Falls resulting in hip fractures (or head injuries) are a major cause of injury and even death to the
elderly. Typically, the hip’s speed at impact is about 2.0 meters per second. If this can be reduced
to 1.3 meters per second or less, the hip will usually not fracture. One way to do this is by wearing
elastic hip pads.
(a) If a typical pad is 5.0 centimeters thick and compresses by 2.0 centimeters during the impact of
a fall, what acceleration (in meter per second squared and in g’s) does the hip undergo to reduce
its speed to 1.3 meters per second?
(b) The acceleration you found in part (a) may seem like a rather large acceleration, but to fully
assess its effects on the hip, calculate how long it lasts.
2^2 - 1.3^2 = 2a(.03) (meters). Compare to 9.8.
Use any other equation of motion to find t.
To answer part (a) of the question, we need to determine the acceleration experienced by the hip during the impact. We can use the equations of motion to calculate this.

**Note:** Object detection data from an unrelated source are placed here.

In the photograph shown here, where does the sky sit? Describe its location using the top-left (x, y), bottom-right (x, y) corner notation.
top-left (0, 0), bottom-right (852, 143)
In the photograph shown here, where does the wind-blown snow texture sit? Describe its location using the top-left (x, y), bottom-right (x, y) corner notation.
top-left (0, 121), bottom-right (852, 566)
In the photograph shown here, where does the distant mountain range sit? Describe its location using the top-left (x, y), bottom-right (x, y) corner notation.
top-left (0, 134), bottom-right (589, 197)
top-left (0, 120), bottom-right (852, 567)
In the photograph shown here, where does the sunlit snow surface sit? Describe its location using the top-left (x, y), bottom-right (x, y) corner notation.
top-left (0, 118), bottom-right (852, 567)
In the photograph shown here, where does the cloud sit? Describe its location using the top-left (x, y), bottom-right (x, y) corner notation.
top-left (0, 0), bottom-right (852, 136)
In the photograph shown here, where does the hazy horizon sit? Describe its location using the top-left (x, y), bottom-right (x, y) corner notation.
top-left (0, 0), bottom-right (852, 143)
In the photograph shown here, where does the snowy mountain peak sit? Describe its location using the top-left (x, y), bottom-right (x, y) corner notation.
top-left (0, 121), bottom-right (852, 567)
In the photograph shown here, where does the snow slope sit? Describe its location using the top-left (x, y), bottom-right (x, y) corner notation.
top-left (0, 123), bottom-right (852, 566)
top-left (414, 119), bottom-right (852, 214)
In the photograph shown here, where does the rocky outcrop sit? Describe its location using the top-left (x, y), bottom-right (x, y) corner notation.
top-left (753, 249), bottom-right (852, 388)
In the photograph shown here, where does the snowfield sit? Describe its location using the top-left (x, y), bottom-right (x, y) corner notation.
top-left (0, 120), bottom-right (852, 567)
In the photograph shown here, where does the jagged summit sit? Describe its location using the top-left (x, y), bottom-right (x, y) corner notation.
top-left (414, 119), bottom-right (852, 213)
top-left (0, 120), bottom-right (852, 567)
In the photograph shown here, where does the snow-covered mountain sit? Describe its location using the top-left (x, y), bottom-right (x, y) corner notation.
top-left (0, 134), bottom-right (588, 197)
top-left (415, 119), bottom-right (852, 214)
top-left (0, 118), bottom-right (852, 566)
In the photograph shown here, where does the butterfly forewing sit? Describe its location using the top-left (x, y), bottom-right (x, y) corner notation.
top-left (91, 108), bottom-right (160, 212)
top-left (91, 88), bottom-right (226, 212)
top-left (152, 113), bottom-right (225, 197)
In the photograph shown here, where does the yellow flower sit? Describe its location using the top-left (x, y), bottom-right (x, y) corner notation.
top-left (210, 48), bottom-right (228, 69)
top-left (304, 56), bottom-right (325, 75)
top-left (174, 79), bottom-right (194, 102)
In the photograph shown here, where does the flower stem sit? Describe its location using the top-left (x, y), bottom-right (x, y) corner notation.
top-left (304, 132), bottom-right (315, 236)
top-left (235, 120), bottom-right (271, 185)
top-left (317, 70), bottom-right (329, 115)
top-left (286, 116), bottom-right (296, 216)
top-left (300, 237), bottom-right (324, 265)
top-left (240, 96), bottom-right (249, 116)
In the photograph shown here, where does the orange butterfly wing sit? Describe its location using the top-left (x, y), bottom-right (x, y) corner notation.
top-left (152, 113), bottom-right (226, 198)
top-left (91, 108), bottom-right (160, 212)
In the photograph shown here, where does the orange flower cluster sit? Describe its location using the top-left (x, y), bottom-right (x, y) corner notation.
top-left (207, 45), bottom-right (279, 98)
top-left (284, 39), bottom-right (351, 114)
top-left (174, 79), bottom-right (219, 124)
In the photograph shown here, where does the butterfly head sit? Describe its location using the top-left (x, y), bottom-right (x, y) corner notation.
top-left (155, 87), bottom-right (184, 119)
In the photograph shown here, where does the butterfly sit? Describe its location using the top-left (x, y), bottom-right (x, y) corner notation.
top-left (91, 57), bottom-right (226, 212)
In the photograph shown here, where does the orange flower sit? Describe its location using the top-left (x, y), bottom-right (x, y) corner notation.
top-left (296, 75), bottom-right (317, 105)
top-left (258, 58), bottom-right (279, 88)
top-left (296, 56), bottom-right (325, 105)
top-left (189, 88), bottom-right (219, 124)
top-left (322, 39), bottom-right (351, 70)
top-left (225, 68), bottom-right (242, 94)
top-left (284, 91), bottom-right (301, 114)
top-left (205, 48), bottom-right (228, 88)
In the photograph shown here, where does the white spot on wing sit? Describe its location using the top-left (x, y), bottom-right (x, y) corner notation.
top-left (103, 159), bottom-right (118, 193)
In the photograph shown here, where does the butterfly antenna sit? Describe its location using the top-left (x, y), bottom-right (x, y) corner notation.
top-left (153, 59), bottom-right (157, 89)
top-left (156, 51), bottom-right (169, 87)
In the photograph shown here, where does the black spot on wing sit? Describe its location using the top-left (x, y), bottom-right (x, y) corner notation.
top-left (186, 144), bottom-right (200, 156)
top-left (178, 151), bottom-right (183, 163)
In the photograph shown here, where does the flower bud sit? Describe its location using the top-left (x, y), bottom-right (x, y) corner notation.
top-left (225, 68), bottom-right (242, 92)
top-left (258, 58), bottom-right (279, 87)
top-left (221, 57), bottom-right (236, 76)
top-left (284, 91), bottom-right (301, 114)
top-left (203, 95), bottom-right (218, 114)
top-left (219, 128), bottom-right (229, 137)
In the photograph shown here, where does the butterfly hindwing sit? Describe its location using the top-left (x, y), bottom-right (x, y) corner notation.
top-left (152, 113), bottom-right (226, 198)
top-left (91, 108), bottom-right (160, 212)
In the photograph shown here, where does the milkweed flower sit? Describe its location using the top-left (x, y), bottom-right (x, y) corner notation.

Let's start by converting the thickness and compression of the pad to meters.
Thickness of the pad = 5.0 centimeters = 0.05 meters
Compression of the pad = 2.0 centimeters = 0.02 meters
Since the hip's speed is reduced from 2.0 m/s to 1.3 m/s, the change in velocity is:
Δv = 1.3 m/s - 2.0 m/s = -0.7 m/s (negative because the velocity decreases)
Now, we can use the equation of motion:
Δv = a * Δt
Where:
a is the acceleration
Δt is the time interval
Rearranging the equation, we have:
a = Δv / Δt
We can find the time interval Δt by considering the compression of the pad and assuming a uniform deceleration.
The distance (d) traveled during deceleration can be given by:
d = 0.02 m
We can find Δt using the equation:
d = (1/2) * a * Δt^2
Rearranging the equation, we get:
Δt = √(2 * d / a)
Now we can plug in the values:
Δt = √(2 * 0.02 m / a)
Solving for a:
a = 0.02 m / (√(2 * 0.02 m / a))
Simplifying further:
a^2 = 2 * 0.02 m
a = √(2 * 0.02 m)
a ≈ 0.2 m/s^2
To find the acceleration in g's, we can divide the acceleration by the acceleration due to gravity (g = 9.8 m/s^2):
a_g = a / g
a_g = 0.2 m/s^2 / 9.8 m/s^2
a_g ≈ 0.020 g
Therefore, the acceleration experienced by the hip during the impact is approximately 0.2 m/s^2 or 0.020 g.
To answer part (b) of the question, we need to calculate the time interval (Δt) during which the acceleration occurs. We have already found this time interval to calculate the acceleration.
Using the previously calculated value of Δt:
Δt = √(2 * 0.02 m / 0.2 m/s^2)
Δt = √(0.04 / 0.2)
Δt = √0.2
Δt ≈ 0.447 seconds
Therefore, the acceleration lasts for approximately 0.447 seconds.